Эпитафия - страница 3

Шрифт
Интервал




«Жизнь даже не бессмысленна». Потому что говорить, что жизнь бессмысленна, значит уже говорить о ней больше, чем она того заслуживает.



У России с Богом всегда были особые отношения. Если бы я был иностранцем, наверняка бы думал: «Эти русские знают что-то о Боге, чего не знает никто другой. Должно быть, оттого они так редко улыбаются».



Первостепенная задача писателя – быть неизвестным. Это единственный способ сохранить писательское достоинство.



Чувство богооставленности сравнимо с бессонницей – чем больше к этому привыкаешь, тем хуже становится от понимания, что к этому привык.



Лейбниц утверждал, что у славянских народов не может быть серьёзной философии из-за отсутствия связки «быть», как в других европейских языках. Он не подозревал, что эти народы смогут этим воспользоваться и родить религиозную философию совершенно иного порядка.



Очень противоречиво неверующему черпать вдохновение в образе Христа. Но где, если не в нём?



Тишину легко принять, молчание – невозможно.


По страницам общемировой истории можно отследить настроение Бога. Похоже, что Он в депрессии.


Хорошая, но мёртвая литература похожа на труп прекрасной девушки: ею ещё можно любоваться, но её уже нельзя полюбить.



Как можно понять вымышленность самой концепции времени и продолжить пользоваться часами?



Величайшая сила моего характера: никто не заденет меня так, как я задену сам себя.

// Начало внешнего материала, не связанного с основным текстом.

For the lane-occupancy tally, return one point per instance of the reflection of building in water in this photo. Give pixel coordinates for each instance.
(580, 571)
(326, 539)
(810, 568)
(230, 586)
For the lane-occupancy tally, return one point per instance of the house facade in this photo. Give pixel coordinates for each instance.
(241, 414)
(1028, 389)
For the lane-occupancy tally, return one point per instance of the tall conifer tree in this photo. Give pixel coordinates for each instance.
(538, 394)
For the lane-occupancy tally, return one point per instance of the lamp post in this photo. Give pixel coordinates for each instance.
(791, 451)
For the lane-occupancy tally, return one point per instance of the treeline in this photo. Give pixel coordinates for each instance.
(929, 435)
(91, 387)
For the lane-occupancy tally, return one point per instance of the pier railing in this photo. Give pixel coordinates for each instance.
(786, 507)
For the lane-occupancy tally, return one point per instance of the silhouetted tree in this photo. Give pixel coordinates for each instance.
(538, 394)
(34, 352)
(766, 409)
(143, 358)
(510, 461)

Андрееву удалось перенести взгляд Елеазара на свои фотографии. Репину удалось изобразить его удивительно безмятежным. Художник жалеет людей, писатель – никогда.



В полной уверенности, что «Логико-философский трактат» станет последней книгой по философии вообще, Витгенштейн бросил философию и стал заниматься другими вещами. Уверенность, достойная управлять империями.



Я был влюблён два раза: у одной была харизма и мелодичность гитары, у другой – грациозность и нежность скрипки. Обе фальшивили.


Селин всё-таки честнее Буковски. Бардамю – настоящая сволочь, Чинаски ещё носит налёт романтики на внутренней стороне того камня, что заменяет ему сердце. Бардамю носил бы там заначку.



Завидую верующим паломникам. Единственно возможное паломничество для меня – Рашинари и Латинский квартал Парижа.



Жизнь для меня существует только в оппозиции к самоубийству. Только желание покончить с собой может вызвать желание жить.